In [1]:
import pandas as pd

# Load dataset from previous step
df = pd.read_parquet("data_01_10.parquet")

# Define the variable
var = "Intersection"

# Step 1: Basic info
print("Data type:", df[var].dtype)
print("Number of unique non-null values:", df[var].nunique(dropna=True))
print("\nSample unique values:")
print(df[var].dropna().unique()[:20])
missing_count = df[var].isna().sum()
missing_percent = df[var].isna().mean() * 100
print(f"\nMissing values: {missing_count}")
print(f"Missing percentage: {missing_percent:.2f}%")

# Step 2: Translate Polish values to English
translation_dict = {
    "Z drogą z pierwsz.": "With priority road",
    "O ruchu okrężnym": "Roundabout",
    "Równorzędne": "Equal priority"
}
df[var] = df[var].replace(translation_dict)

# Step 3: Recalculate distribution table AFTER translation
distribution_table = df[var].value_counts(dropna=False).reset_index()
distribution_table.columns = ["Value", "Count"]
distribution_table["Share [%]"] = (distribution_table["Count"] / len(df) * 100).round(2)

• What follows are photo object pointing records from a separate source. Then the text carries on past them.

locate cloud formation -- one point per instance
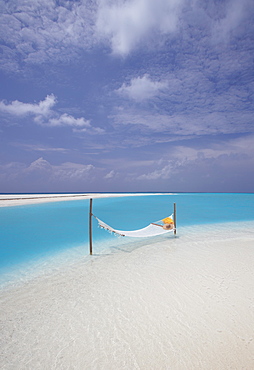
(43, 113)
(142, 88)
(128, 23)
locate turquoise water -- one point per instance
(39, 230)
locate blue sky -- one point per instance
(134, 95)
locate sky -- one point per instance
(126, 96)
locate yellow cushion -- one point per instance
(168, 220)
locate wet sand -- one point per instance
(171, 303)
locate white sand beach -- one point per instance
(7, 200)
(171, 303)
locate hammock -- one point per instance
(152, 229)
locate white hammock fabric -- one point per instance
(152, 229)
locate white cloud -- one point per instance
(110, 175)
(42, 31)
(67, 120)
(183, 159)
(142, 88)
(43, 113)
(17, 108)
(127, 23)
(65, 171)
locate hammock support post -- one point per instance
(90, 227)
(175, 218)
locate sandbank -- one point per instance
(7, 200)
(167, 303)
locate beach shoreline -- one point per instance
(180, 302)
(7, 200)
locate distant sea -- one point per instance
(32, 233)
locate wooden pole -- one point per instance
(175, 218)
(90, 226)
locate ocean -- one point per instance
(34, 237)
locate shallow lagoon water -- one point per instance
(42, 234)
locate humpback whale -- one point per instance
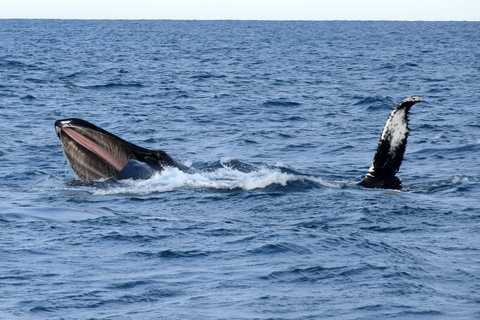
(94, 153)
(390, 149)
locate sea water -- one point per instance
(279, 122)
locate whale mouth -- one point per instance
(92, 154)
(93, 147)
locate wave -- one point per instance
(227, 175)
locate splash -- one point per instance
(224, 178)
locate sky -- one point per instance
(444, 10)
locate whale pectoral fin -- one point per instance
(135, 169)
(391, 148)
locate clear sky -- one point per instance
(244, 9)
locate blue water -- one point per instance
(280, 121)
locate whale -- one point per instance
(94, 153)
(391, 149)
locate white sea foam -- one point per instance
(224, 178)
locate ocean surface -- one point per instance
(280, 121)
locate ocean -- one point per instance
(279, 121)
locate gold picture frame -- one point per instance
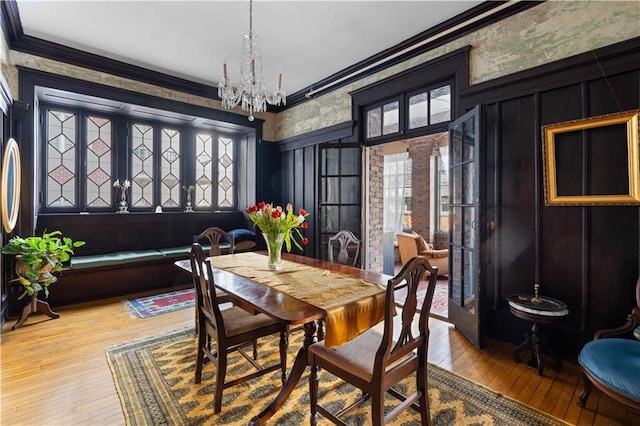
(592, 161)
(10, 183)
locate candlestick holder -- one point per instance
(123, 209)
(188, 189)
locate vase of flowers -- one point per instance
(274, 247)
(278, 227)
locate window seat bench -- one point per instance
(131, 253)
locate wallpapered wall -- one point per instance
(547, 32)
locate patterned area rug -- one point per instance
(157, 304)
(154, 379)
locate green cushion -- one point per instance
(110, 259)
(176, 252)
(173, 252)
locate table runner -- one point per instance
(353, 305)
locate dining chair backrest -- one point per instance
(346, 242)
(216, 236)
(222, 331)
(409, 277)
(208, 306)
(375, 363)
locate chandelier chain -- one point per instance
(251, 93)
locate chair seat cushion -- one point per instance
(238, 321)
(614, 362)
(356, 356)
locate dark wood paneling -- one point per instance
(108, 233)
(585, 256)
(516, 228)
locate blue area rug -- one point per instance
(157, 304)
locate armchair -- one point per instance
(612, 364)
(410, 245)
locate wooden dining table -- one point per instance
(276, 303)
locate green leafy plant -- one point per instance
(37, 257)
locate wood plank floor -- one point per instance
(55, 372)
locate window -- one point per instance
(430, 107)
(422, 111)
(83, 159)
(383, 120)
(221, 194)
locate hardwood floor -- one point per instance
(55, 372)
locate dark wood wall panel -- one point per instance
(517, 167)
(586, 256)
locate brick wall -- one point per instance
(420, 152)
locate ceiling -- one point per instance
(307, 40)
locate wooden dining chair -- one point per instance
(216, 236)
(375, 362)
(346, 241)
(228, 330)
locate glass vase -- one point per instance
(274, 246)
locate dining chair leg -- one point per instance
(221, 373)
(423, 400)
(313, 393)
(255, 349)
(199, 357)
(377, 407)
(284, 346)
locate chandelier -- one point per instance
(251, 91)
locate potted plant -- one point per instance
(37, 257)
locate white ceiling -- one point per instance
(307, 40)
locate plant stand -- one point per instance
(34, 306)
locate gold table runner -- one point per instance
(353, 305)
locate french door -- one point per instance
(339, 204)
(465, 291)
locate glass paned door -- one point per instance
(340, 192)
(464, 271)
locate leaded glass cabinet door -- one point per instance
(339, 204)
(464, 244)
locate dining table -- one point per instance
(307, 291)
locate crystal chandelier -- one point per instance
(251, 91)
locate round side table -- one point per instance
(540, 310)
(35, 305)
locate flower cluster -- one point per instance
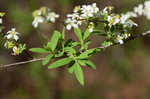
(121, 37)
(143, 9)
(1, 15)
(82, 14)
(44, 14)
(12, 38)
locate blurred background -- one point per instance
(122, 71)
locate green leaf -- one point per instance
(47, 59)
(82, 62)
(60, 63)
(99, 32)
(63, 33)
(90, 64)
(54, 40)
(38, 50)
(71, 69)
(85, 46)
(2, 14)
(87, 63)
(78, 33)
(70, 50)
(88, 53)
(79, 73)
(86, 34)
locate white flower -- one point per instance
(87, 11)
(126, 35)
(119, 39)
(16, 50)
(76, 9)
(139, 9)
(37, 20)
(147, 9)
(12, 34)
(95, 8)
(71, 23)
(73, 16)
(113, 20)
(52, 16)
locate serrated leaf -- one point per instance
(82, 62)
(59, 54)
(90, 64)
(99, 32)
(2, 14)
(60, 63)
(87, 53)
(78, 33)
(87, 63)
(70, 50)
(85, 46)
(54, 40)
(79, 73)
(38, 50)
(86, 34)
(47, 59)
(71, 69)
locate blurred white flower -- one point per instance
(12, 34)
(71, 23)
(16, 50)
(37, 20)
(119, 39)
(139, 9)
(52, 16)
(147, 9)
(1, 21)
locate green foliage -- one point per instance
(54, 40)
(39, 50)
(79, 73)
(47, 59)
(78, 33)
(60, 63)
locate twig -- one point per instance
(19, 63)
(145, 34)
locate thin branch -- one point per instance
(145, 34)
(132, 37)
(19, 63)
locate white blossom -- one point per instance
(139, 9)
(71, 23)
(52, 16)
(37, 20)
(12, 34)
(147, 9)
(16, 50)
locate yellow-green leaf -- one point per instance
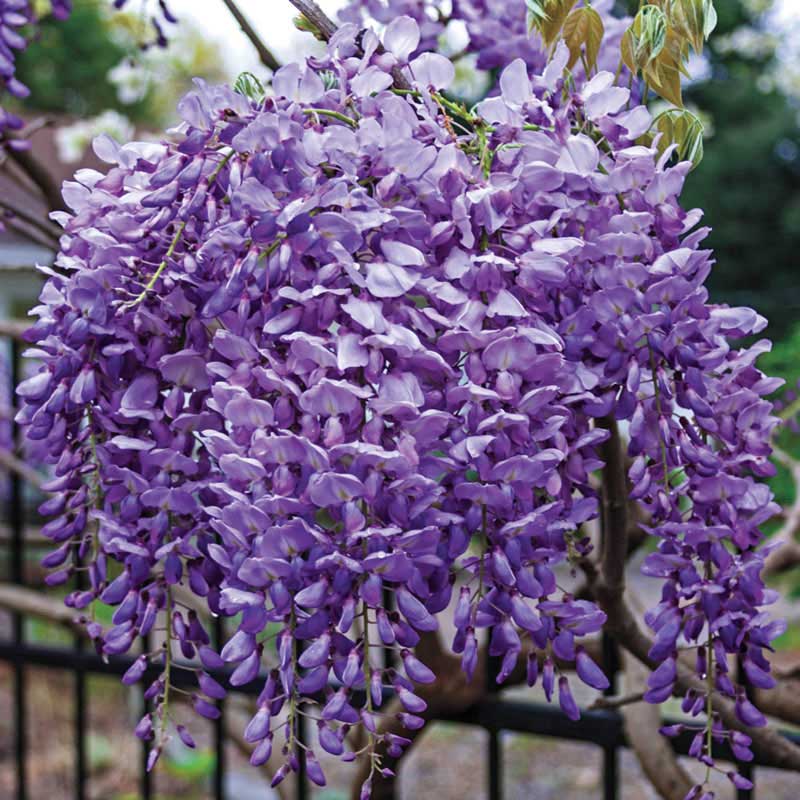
(557, 11)
(649, 32)
(696, 20)
(536, 13)
(682, 128)
(583, 33)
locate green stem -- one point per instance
(167, 667)
(173, 244)
(662, 445)
(326, 112)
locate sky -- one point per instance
(273, 20)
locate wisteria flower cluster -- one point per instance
(344, 357)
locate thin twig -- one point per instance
(40, 176)
(617, 701)
(266, 56)
(326, 27)
(44, 225)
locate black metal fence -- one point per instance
(495, 714)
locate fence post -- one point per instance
(610, 755)
(494, 751)
(745, 770)
(16, 521)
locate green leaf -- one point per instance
(583, 33)
(250, 86)
(696, 20)
(536, 14)
(557, 12)
(646, 37)
(681, 127)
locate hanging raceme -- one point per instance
(351, 340)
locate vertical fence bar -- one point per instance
(494, 752)
(16, 519)
(610, 754)
(145, 777)
(745, 770)
(80, 700)
(303, 789)
(219, 725)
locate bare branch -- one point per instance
(624, 627)
(327, 28)
(316, 16)
(654, 751)
(266, 56)
(33, 603)
(48, 229)
(37, 173)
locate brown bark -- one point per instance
(654, 752)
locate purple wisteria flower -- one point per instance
(327, 350)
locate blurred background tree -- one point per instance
(749, 180)
(101, 68)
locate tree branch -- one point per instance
(265, 55)
(40, 176)
(655, 753)
(32, 602)
(624, 627)
(47, 228)
(327, 28)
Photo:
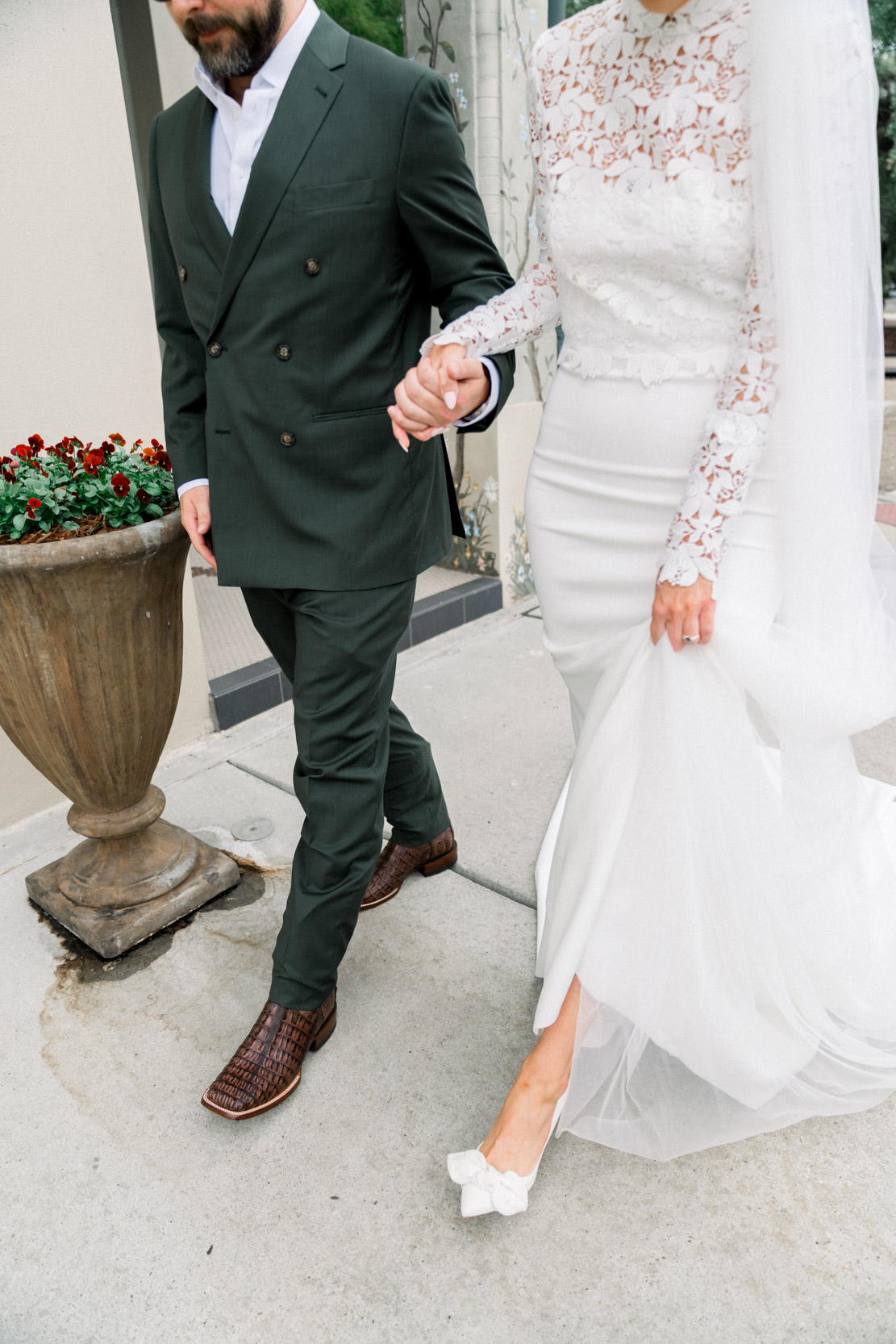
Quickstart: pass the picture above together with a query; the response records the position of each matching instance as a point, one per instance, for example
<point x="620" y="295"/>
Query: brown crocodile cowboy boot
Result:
<point x="269" y="1063"/>
<point x="398" y="861"/>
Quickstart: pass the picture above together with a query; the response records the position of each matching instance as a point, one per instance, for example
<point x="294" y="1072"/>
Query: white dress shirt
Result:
<point x="236" y="137"/>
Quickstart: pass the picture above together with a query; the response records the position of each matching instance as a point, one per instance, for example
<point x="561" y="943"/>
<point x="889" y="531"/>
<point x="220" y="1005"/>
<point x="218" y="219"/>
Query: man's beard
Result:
<point x="252" y="42"/>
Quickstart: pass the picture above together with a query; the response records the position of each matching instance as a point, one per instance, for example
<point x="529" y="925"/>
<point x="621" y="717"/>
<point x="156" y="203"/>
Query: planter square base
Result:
<point x="112" y="932"/>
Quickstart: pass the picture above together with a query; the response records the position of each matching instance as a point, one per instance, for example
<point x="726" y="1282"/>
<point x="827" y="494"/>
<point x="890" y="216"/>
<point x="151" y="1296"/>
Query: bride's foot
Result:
<point x="519" y="1134"/>
<point x="498" y="1176"/>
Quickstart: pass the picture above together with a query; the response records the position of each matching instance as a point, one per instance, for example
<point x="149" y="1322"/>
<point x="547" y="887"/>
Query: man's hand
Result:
<point x="195" y="514"/>
<point x="686" y="613"/>
<point x="444" y="387"/>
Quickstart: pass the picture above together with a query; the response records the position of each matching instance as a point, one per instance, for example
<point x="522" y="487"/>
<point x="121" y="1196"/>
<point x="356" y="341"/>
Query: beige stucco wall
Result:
<point x="78" y="349"/>
<point x="177" y="58"/>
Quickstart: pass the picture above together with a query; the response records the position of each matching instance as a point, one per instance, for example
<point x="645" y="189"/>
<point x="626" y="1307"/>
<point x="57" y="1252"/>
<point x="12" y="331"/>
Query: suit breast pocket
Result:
<point x="332" y="195"/>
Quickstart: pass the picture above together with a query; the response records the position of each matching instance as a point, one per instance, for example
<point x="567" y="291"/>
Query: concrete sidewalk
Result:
<point x="131" y="1214"/>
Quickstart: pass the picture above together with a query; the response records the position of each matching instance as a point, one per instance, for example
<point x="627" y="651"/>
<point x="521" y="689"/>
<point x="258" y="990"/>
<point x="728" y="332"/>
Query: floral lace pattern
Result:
<point x="641" y="140"/>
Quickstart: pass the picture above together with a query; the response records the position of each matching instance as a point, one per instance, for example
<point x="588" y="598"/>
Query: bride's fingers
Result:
<point x="448" y="385"/>
<point x="690" y="627"/>
<point x="706" y="621"/>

# Step 4: Save updated full DataFrame to Parquet
df.to_parquet("data_01_14.parquet", index=False)
print("Saved file: data_01_14.parquet")

# Step 5: Save updated distribution table to Excel
distribution_table.to_excel("01_14_intersection_distribution.xlsx", index=False)
print("Saved table: 01_14_intersection_distribution.xlsx")


Data type: object
Number of unique non-null values: 3

Sample unique values:
['Z drogą z pierwsz.' 'O ruchu okrężnym' 'Równorzędne']

Missing values: 5217858
Missing percentage: 73.11%
Saved file: data_01_14.parquet
Saved table: 01_14_intersection_distribution.xlsx